Liberal Versus Restrictive Fluid Protocols in Adults
Status:
Completed
Trial end date:
2019-06-30
Target enrollment:
Participant gender:
Summary
The term acute kidney injury (AKI) is used to describe a rapid deterioration (hours to days)
of renal function. This rapid deterioration leads to accumulation of plasma waste products,
such as urea and creatinine.
Accumulation of urea and other nitrogen-containing substances in the blood stream lead to a
number of symptoms, such as fatigue, loss of appetite, headache, nausea and vomiting. Marked
increases in the potassium level can lead to irregularities in the heartbeat, which can be
severe and life-threatening. Fluid balance is frequently affected, though blood pressure can
be high, low or normal. Pain in the flanks may be encountered in some conditions (such as
thrombosis of the renal blood vessels or inflammation of the kidney); this is the result of
stretching of the fibrous tissue capsule surrounding the kidney.
Perioperative AKI is a leading cause of morbidity and mortality; It is associated with
increased risk of sepsis, anemia, coagulopathy, and mechanical ventilation.
The first publication of consensus criteria for AKI was published in 2004. The system was
named RIFLE (risk, injury, failure, loss of kidney function and end-stage renal failure) and
used sCr or urine output to define AKI.
Later, in 2007, a modified definition of the RIFLE criteria was published by the Acute Kidney
Injury Network (AKIN) .Although the AKIN criteria evolved from the RIFLE criteria, a major
advance was the understanding that even small changes in sCr concentrations are associated
with increased morbidity and mortality. The AKIN criteria allowed definition of AKI even
without knowledge of baseline sCr.
In 2012, a clinical practice guideline of AKI was proposed by the Kidney Disease Improving
Global Outcomes (KDIGO) Foundation. The guideline included a comprehensive review of AKI
definition, risk assessment, diagnosis, prevention, treatment and renal replacement therapy.

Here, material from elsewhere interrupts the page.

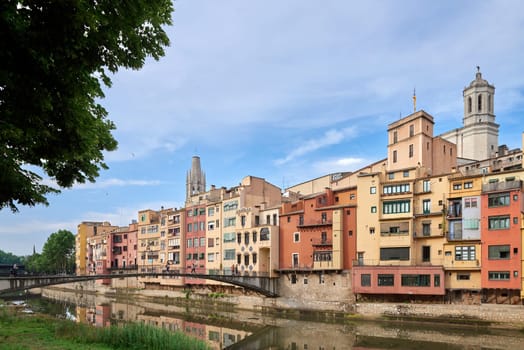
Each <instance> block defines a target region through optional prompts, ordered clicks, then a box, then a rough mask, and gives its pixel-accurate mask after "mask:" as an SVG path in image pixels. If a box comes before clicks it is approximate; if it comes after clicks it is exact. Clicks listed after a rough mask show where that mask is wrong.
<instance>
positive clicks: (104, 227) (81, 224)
mask: <svg viewBox="0 0 524 350" xmlns="http://www.w3.org/2000/svg"><path fill="white" fill-rule="evenodd" d="M115 229H117V226H112V225H111V224H110V223H109V222H107V221H104V222H101V221H83V222H82V223H80V224H79V225H78V226H77V234H76V237H75V254H76V274H77V275H88V274H93V273H95V272H96V266H97V259H95V257H98V258H100V259H98V262H99V263H100V269H102V266H105V263H104V264H103V262H104V261H103V260H105V257H106V255H107V252H106V247H105V245H106V244H107V233H108V232H110V231H113V230H115ZM104 237H105V238H104ZM104 239H106V243H104ZM102 252H104V254H102Z"/></svg>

A common practice to maintain effective blood volume and thus kidney perfusion is intravenous
(I.V.) hydration. Correcting hypovolemia is an essential perioperative hemodynamic goal and
appropriate hydration is considered important for the avoidance of AKI.
Perioperative fluid therapy has been studied extensively, but the optimal strategy remains
controversial and uncertain. Much of the current debate surrounds the type of fluids
administered (colloid versus crystalloid), the total volume administered (restrictive versus
liberal), and whether the administration of fluids should be guided by hemodynamic goals
(goal directed [GD] versus not goal directed).
Administering a large amount of I.V. fluid in the perioperative period is a common clinical
practice. Although fluid loading may expand intravascular space, improve organ perfusion or
tissue oxygenation and reduce minor postoperative complications in laparoscopic surgery,
excessive fluid may also increase some perioperative complications.
Intraoperative urine output is often monitored but rarely responds to fluid administration.
Clearance of fluid during general anesthesia is only a small fraction of that observed in
conscious volunteers. Infusion of crystalloids during anesthesia shows reduced clearance and
slower distribution such that intraoperative oliguria may not reflect fluid status or predict
future AKI.
Given that liberal fluid administration can be correlated with worse postoperative outcome,
the recommendation to maintain urine output of at least 0.5 ml/kg/h should be considered.